The Ferrero Collection 16-pack, growing by 52.6% annually (Nielsen), is a great premium gift for a loved one, and now includes Raffaello, to appeal to the more mature, upmarket shopper. Finally, Ferrero Rocher 16-pack is a top seller and is popular all year round.
Cadbury’s first new countline brand since the 1990s is already worth almost £3m (Kantar Worldpanel). Cadbury Crispello comprises three crispy wafer shells, filled with a light creamy centre and covered in Cadbury milk chocolate.
Mars has launched Galaxy Counters in a singles format as a permanent addition to its range.
Toffifee the hazelnut in a caramel cup with a hazelnut chocolate filling, topped with chocolate will be backed by TV advertising this year.
Kit Kat Chunky is currently supported by the Choose a Chunky Champion campaign where consumers vote for their favourite new Chunky variety, either mint, coconut, hazelnut or choc fudge.
Don’t forget the mints
Bendicks is a premium selection of dark mint chocolates designed to impress. Its brand owner Storck says its stamp of royal patronage is the guarantee of authenticity and quality sought by discerning consumers.
The brand is worth over £5.4m and continues to grow (Nielsen).
Mint Collection, described as a "must for all sharing occasions" is an assortment of dark mint chocolates including the famous Bendicks Bittermint. It is the UK’s number one mint selection, worth over £3m, with sales growth of 6%.
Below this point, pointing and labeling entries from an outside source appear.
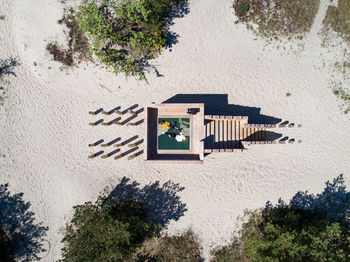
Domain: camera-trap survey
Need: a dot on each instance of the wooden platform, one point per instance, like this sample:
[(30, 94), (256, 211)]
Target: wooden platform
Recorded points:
[(226, 133), (165, 110)]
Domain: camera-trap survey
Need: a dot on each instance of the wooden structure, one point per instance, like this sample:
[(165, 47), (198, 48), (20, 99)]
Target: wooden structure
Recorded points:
[(208, 133), (156, 111)]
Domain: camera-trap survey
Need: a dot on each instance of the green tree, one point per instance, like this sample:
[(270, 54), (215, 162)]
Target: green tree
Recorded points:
[(286, 233), (126, 34), (107, 230)]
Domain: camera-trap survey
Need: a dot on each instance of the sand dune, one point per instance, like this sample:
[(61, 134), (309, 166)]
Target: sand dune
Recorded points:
[(45, 128)]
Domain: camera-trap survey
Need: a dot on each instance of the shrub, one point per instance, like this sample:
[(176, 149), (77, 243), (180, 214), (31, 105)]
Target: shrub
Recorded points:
[(108, 230), (181, 248), (286, 233), (126, 34), (78, 45)]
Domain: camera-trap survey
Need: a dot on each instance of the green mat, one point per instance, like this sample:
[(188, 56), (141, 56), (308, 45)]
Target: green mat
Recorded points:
[(166, 142)]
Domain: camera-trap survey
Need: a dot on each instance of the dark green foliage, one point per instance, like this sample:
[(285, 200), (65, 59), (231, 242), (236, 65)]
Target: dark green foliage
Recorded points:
[(277, 18), (78, 45), (108, 230), (180, 248), (6, 249), (126, 34), (308, 229), (20, 236)]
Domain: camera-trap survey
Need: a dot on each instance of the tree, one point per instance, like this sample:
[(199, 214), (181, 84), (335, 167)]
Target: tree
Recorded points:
[(309, 228), (126, 34), (107, 230)]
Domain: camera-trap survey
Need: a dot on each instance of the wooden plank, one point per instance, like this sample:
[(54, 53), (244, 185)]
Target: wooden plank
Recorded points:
[(229, 133), (216, 131), (240, 131), (225, 126), (212, 133)]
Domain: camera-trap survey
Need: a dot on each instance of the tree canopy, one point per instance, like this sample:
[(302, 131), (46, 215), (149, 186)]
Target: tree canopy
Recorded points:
[(309, 228), (125, 34), (107, 230)]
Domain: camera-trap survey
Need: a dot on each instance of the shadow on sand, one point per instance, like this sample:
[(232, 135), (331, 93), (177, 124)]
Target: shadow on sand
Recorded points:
[(217, 104), (163, 201), (18, 222)]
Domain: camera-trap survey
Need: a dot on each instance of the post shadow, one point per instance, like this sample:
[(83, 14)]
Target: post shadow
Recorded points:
[(162, 200), (18, 222), (217, 104)]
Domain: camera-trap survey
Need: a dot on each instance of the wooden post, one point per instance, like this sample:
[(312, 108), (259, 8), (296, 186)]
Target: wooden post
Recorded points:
[(135, 155)]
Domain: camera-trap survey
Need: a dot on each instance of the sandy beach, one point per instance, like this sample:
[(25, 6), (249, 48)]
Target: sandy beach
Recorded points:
[(45, 128)]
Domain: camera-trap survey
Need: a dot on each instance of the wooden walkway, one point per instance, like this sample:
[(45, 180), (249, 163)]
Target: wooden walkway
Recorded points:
[(226, 133)]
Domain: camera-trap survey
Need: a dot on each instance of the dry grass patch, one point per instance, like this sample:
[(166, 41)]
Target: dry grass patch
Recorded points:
[(338, 20), (277, 18), (180, 248)]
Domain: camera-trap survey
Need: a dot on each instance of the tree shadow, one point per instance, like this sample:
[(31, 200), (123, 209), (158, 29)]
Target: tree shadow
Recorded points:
[(217, 104), (333, 202), (18, 222), (179, 11), (162, 200), (7, 65)]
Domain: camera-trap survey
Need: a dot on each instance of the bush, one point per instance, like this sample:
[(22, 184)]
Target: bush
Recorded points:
[(108, 230), (284, 233), (181, 248), (6, 248), (277, 18), (78, 45), (126, 34)]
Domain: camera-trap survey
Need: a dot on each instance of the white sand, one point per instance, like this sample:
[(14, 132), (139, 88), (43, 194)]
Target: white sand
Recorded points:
[(45, 132)]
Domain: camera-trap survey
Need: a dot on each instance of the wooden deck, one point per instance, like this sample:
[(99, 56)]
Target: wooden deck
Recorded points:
[(229, 133), (196, 152)]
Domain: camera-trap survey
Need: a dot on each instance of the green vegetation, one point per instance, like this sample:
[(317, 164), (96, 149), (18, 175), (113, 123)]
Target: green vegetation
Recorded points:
[(6, 248), (343, 95), (126, 34), (181, 248), (282, 233), (277, 18), (108, 230), (113, 230), (338, 19), (78, 45), (310, 228)]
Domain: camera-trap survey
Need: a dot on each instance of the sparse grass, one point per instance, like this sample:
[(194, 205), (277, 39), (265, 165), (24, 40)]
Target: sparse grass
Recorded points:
[(277, 18), (343, 95), (78, 45), (181, 248), (338, 19)]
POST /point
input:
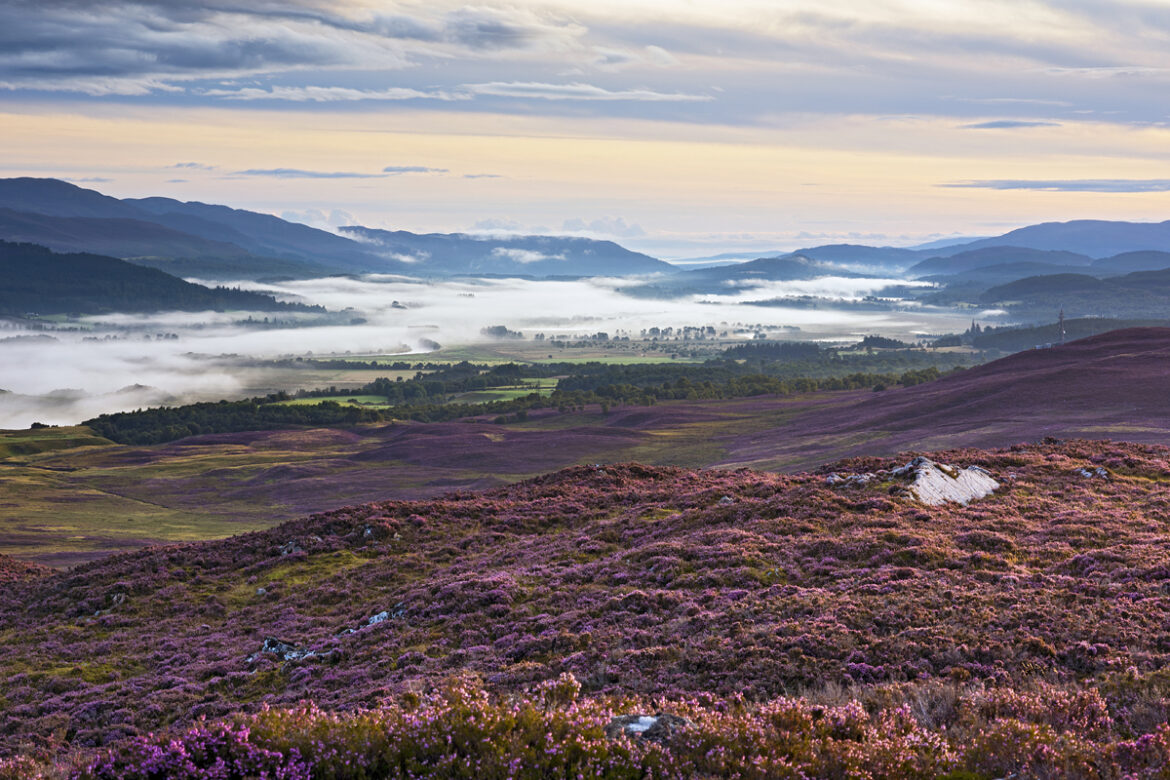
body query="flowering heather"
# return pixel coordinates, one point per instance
(841, 629)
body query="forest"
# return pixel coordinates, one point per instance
(426, 398)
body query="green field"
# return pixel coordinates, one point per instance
(377, 401)
(537, 352)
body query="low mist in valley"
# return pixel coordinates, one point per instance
(112, 363)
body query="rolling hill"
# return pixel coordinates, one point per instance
(1110, 385)
(996, 255)
(459, 254)
(42, 282)
(775, 623)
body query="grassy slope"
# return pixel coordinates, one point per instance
(638, 581)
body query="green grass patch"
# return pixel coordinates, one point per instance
(34, 441)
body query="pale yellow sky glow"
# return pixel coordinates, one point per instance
(709, 126)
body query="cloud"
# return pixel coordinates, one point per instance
(397, 170)
(1069, 185)
(497, 225)
(523, 255)
(331, 94)
(578, 91)
(614, 226)
(1108, 71)
(137, 47)
(1009, 124)
(297, 173)
(316, 218)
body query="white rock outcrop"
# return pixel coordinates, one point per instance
(937, 483)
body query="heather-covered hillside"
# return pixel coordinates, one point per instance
(1034, 615)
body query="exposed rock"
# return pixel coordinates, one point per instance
(851, 478)
(286, 650)
(659, 727)
(928, 482)
(938, 483)
(290, 547)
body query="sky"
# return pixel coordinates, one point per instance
(680, 128)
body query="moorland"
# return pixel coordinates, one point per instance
(373, 503)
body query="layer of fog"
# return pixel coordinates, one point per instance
(125, 361)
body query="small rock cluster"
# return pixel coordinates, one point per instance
(929, 482)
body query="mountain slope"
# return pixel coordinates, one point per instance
(996, 255)
(36, 280)
(640, 582)
(263, 234)
(213, 241)
(117, 236)
(446, 254)
(1093, 237)
(1108, 385)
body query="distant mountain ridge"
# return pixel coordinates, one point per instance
(462, 254)
(42, 282)
(211, 241)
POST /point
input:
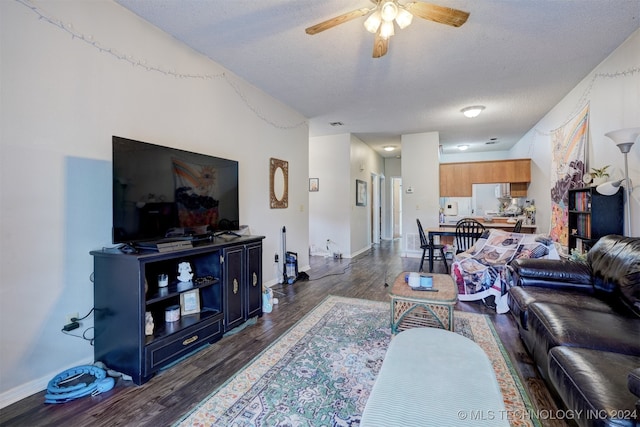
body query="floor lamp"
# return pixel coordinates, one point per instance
(624, 139)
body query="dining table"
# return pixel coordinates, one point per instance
(450, 231)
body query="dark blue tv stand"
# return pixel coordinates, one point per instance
(227, 278)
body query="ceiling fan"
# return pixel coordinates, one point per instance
(385, 12)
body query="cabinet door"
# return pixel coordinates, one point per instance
(234, 288)
(254, 280)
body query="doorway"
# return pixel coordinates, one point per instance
(396, 207)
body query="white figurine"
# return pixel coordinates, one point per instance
(184, 272)
(148, 323)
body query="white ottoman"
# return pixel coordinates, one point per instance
(433, 377)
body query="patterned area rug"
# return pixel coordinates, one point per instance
(320, 372)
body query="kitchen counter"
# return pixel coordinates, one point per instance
(497, 223)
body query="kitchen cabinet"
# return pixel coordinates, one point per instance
(456, 179)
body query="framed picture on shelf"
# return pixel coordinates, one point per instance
(361, 193)
(190, 302)
(314, 184)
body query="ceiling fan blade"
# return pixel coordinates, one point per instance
(330, 23)
(440, 14)
(380, 46)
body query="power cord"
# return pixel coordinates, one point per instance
(83, 336)
(75, 324)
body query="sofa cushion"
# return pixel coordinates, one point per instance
(593, 383)
(521, 297)
(557, 324)
(615, 265)
(557, 274)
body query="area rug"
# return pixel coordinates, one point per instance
(320, 372)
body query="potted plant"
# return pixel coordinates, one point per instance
(600, 175)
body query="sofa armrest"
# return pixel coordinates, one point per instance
(550, 273)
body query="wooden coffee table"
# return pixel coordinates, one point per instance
(418, 309)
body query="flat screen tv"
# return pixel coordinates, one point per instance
(162, 193)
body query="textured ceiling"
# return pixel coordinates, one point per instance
(518, 58)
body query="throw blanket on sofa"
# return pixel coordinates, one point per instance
(478, 272)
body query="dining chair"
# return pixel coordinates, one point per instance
(468, 230)
(425, 246)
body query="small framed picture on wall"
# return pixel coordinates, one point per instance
(314, 184)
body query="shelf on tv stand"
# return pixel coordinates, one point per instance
(227, 278)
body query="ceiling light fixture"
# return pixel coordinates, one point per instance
(384, 15)
(387, 13)
(473, 111)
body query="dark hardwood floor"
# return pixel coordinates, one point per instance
(176, 390)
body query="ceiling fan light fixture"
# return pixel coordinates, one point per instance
(473, 111)
(404, 18)
(389, 11)
(372, 23)
(386, 29)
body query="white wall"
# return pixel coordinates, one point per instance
(364, 163)
(612, 91)
(421, 174)
(329, 208)
(63, 98)
(339, 160)
(392, 169)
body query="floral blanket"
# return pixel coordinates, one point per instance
(479, 272)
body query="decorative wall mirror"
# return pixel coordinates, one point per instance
(278, 184)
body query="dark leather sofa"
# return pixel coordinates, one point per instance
(580, 321)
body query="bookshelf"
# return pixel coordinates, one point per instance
(593, 215)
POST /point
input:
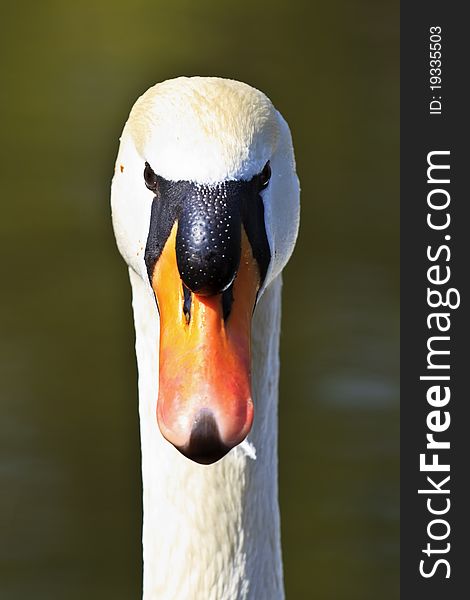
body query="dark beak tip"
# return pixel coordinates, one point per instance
(205, 445)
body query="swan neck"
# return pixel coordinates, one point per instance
(211, 531)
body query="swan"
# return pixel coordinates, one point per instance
(205, 210)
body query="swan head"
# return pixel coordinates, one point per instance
(205, 205)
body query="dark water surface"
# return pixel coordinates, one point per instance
(70, 505)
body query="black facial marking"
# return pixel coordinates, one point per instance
(227, 301)
(187, 303)
(208, 240)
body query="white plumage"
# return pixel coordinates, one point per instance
(210, 532)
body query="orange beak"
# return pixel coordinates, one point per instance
(204, 405)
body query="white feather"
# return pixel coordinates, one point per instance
(209, 532)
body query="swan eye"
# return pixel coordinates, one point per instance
(265, 175)
(150, 178)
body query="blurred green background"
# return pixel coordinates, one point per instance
(70, 505)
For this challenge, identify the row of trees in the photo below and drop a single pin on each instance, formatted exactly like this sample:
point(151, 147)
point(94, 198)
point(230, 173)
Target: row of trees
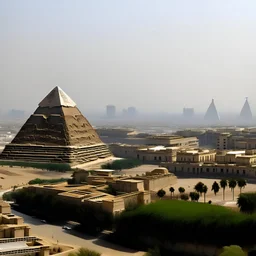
point(202, 189)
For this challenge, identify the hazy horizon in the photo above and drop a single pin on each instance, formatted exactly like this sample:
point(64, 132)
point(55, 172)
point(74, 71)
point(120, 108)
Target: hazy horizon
point(158, 56)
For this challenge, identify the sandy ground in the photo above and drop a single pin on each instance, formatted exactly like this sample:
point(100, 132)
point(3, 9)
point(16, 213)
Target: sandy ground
point(10, 176)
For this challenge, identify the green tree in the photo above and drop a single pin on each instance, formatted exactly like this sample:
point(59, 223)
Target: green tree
point(172, 191)
point(161, 193)
point(215, 187)
point(181, 190)
point(199, 188)
point(205, 189)
point(232, 250)
point(241, 183)
point(223, 184)
point(232, 184)
point(184, 197)
point(194, 196)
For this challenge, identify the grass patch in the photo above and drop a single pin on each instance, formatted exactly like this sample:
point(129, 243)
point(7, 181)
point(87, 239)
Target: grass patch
point(122, 164)
point(44, 166)
point(179, 221)
point(45, 181)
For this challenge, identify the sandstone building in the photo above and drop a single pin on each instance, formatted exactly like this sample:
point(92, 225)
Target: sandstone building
point(15, 238)
point(56, 132)
point(241, 163)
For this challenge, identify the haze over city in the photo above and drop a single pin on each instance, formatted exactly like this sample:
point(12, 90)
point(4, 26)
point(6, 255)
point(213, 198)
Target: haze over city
point(156, 56)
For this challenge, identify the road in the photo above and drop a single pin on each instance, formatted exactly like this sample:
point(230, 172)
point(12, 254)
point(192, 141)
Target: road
point(54, 232)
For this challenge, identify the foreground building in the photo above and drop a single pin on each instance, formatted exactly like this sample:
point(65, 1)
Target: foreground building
point(152, 153)
point(15, 238)
point(89, 188)
point(56, 132)
point(237, 163)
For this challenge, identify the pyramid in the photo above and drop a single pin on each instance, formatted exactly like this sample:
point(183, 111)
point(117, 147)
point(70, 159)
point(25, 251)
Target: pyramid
point(246, 113)
point(56, 132)
point(211, 114)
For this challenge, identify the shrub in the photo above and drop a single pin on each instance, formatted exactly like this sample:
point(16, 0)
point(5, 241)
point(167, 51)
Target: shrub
point(184, 197)
point(247, 202)
point(232, 250)
point(8, 196)
point(187, 222)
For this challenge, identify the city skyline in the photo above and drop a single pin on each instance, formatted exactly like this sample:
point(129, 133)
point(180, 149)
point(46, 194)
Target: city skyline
point(157, 57)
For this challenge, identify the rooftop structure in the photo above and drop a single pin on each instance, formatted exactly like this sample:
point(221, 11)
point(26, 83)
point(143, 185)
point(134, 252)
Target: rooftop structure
point(15, 236)
point(56, 132)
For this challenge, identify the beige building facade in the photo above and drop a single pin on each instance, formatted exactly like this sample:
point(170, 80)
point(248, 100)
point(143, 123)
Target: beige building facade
point(238, 163)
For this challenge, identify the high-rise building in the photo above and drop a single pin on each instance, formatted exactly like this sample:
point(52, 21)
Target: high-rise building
point(110, 111)
point(131, 111)
point(246, 113)
point(211, 115)
point(188, 112)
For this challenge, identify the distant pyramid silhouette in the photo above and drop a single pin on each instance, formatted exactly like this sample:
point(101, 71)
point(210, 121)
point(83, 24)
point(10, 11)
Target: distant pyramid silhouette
point(246, 113)
point(211, 114)
point(56, 132)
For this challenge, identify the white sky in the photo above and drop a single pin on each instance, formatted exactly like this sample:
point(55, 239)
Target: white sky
point(157, 55)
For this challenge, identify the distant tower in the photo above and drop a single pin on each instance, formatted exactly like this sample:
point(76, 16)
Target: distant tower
point(211, 114)
point(246, 113)
point(188, 112)
point(111, 111)
point(131, 111)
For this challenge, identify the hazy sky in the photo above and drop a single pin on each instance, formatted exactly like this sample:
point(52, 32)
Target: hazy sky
point(154, 54)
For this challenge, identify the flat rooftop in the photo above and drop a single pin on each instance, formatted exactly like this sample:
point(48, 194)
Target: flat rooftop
point(236, 152)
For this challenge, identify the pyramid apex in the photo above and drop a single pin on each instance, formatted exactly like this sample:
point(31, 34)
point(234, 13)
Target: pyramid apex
point(57, 98)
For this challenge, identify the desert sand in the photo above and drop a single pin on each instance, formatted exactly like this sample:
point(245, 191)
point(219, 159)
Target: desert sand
point(17, 176)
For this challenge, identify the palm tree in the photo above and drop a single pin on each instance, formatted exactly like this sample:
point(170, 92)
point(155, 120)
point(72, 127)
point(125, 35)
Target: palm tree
point(172, 191)
point(199, 187)
point(205, 189)
point(241, 183)
point(181, 190)
point(194, 196)
point(223, 184)
point(215, 187)
point(161, 193)
point(232, 184)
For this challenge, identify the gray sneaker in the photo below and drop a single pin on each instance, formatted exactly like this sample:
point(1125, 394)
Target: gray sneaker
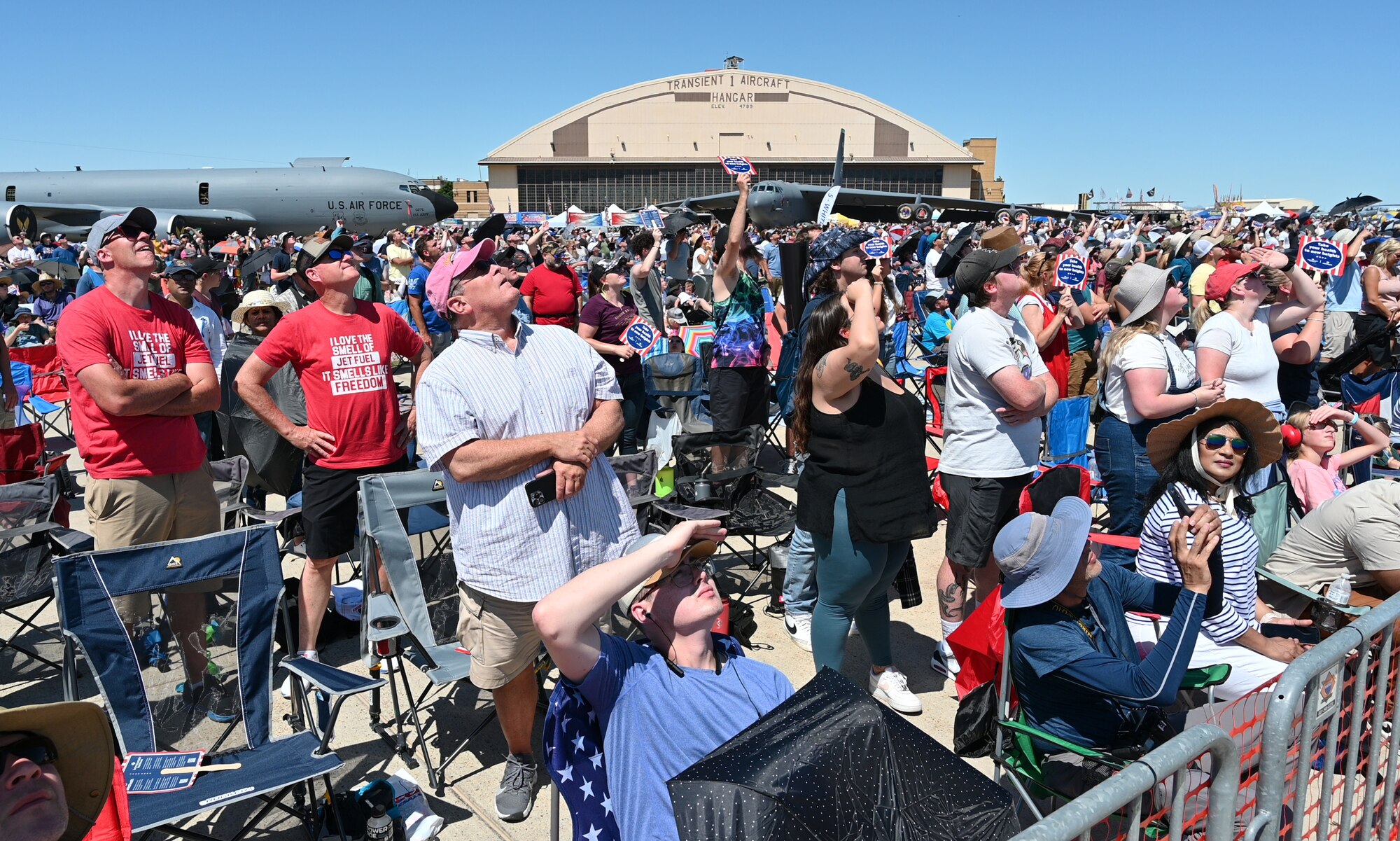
point(517, 793)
Meanwhile, Bittermints combine an intense mint fondant with chocolate made from 95% cocoa solids. The brand is worth over £2.2m and is growing 16% year-on-year, which is 12% ahead of the category. And Bendicks Mint Crisps are dark chocolates packed with crisp honeycomb pieces infused with peppermint oil.
Bendicks-branded taxis will continue to support the brand in London throughout the year. In addition, Bendicks will be participating in the Coronation festival in July 2013. This is a showcase of the best of British excellence and tradition, and will be held in the gardens of Buckingham Palace.